Beneath the streets of Vienna lies another network of passages: its historic sewer system that dates back to the mid-1800s. Orson Welles ran through these subterranean tunnels in an iconic scene in the film “The Third Man,” earning them global celebrity—as far as sewers go.
This system of tunnels and underground rivers was the most complex in Europe at the time it was built, and was widely expanded after a debilitating cholera outbreak in 1830. Storm waters and sewage were channeled into a system for the first time and kept out of the Danube and its tributaries.
The sewer was further expanded throughout the 19th and 20th centuries to keep up with the city’s population growth, and despite suffering heavy bombing (along with the rest of the city) during World War II, repairs were completed by 1950.
It’s one of the most impressive sewer systems in Europe, but this underworld of Vienna is famous for a very different reason: its iconic appearance in 1949 British film The Third Man.
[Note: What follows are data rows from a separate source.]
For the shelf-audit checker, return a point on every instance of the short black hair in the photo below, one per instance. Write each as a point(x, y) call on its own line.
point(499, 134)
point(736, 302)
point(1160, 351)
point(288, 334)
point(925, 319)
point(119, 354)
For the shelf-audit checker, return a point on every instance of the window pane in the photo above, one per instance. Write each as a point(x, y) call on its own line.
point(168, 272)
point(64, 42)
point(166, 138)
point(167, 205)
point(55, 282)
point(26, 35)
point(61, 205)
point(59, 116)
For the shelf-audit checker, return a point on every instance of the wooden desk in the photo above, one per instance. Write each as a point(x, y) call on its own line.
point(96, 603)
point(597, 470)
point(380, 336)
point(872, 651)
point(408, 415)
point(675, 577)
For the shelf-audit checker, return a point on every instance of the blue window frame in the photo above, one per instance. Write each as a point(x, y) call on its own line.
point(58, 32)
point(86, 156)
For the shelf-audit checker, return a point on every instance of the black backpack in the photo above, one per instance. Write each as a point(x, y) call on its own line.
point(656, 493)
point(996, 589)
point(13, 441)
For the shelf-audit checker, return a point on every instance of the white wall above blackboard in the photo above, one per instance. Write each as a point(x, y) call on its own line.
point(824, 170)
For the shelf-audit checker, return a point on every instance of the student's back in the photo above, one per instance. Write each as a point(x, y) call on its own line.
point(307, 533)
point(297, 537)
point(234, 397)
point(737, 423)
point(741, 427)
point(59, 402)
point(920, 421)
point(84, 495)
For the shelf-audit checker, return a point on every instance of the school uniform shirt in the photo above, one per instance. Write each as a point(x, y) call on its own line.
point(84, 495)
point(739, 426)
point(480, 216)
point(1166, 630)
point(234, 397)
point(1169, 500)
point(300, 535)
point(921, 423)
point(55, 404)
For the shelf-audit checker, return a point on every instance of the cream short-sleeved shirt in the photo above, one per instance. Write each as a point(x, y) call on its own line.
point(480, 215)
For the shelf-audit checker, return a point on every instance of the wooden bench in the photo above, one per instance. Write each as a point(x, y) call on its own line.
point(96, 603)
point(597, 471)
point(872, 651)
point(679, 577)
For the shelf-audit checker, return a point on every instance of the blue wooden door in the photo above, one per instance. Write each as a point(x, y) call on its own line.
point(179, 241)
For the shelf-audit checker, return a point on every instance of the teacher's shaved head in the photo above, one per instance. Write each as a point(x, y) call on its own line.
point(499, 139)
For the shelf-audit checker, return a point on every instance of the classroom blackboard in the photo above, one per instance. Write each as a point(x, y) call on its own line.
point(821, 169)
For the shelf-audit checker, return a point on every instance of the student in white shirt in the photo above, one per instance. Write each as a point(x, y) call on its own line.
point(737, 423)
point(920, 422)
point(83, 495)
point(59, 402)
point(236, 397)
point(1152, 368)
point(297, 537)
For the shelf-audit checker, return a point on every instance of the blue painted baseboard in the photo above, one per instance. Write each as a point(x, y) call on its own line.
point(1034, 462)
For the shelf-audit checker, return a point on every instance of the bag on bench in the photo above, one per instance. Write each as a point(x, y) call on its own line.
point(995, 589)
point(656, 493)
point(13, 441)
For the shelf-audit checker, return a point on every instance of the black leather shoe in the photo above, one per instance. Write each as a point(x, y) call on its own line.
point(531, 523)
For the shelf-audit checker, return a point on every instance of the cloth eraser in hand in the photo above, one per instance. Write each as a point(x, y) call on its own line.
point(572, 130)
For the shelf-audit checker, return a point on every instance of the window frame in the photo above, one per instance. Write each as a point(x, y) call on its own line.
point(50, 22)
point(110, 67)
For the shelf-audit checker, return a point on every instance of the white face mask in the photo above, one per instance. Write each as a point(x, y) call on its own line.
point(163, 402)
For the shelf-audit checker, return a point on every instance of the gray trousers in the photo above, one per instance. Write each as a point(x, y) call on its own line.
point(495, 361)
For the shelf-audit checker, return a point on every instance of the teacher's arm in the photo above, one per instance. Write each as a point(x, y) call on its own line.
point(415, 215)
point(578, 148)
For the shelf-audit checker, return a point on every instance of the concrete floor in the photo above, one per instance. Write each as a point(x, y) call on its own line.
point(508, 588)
Set in the divided, war-torn Vienna of 1947, the film, starring Orson Welles, does an excellent job portraying the issues prevalent in post-war Vienna, including the division of the city into sectors, refugees, the black market, and penicillin theft. It eventually culminates in an eerie, tense scene featuring Welles running through the sewers, brilliantly atmospheric in black-and-white and with dramatic camera angles.
Parts of the sewers are open to the public via a guided tour only, leaving from the Karlzplatz-Girardipark. It uses the film as a theme, but the sewers are a spectacular sight in their own right, a brilliant part of city infrastructure and a historic piece of engineering well worth seeing.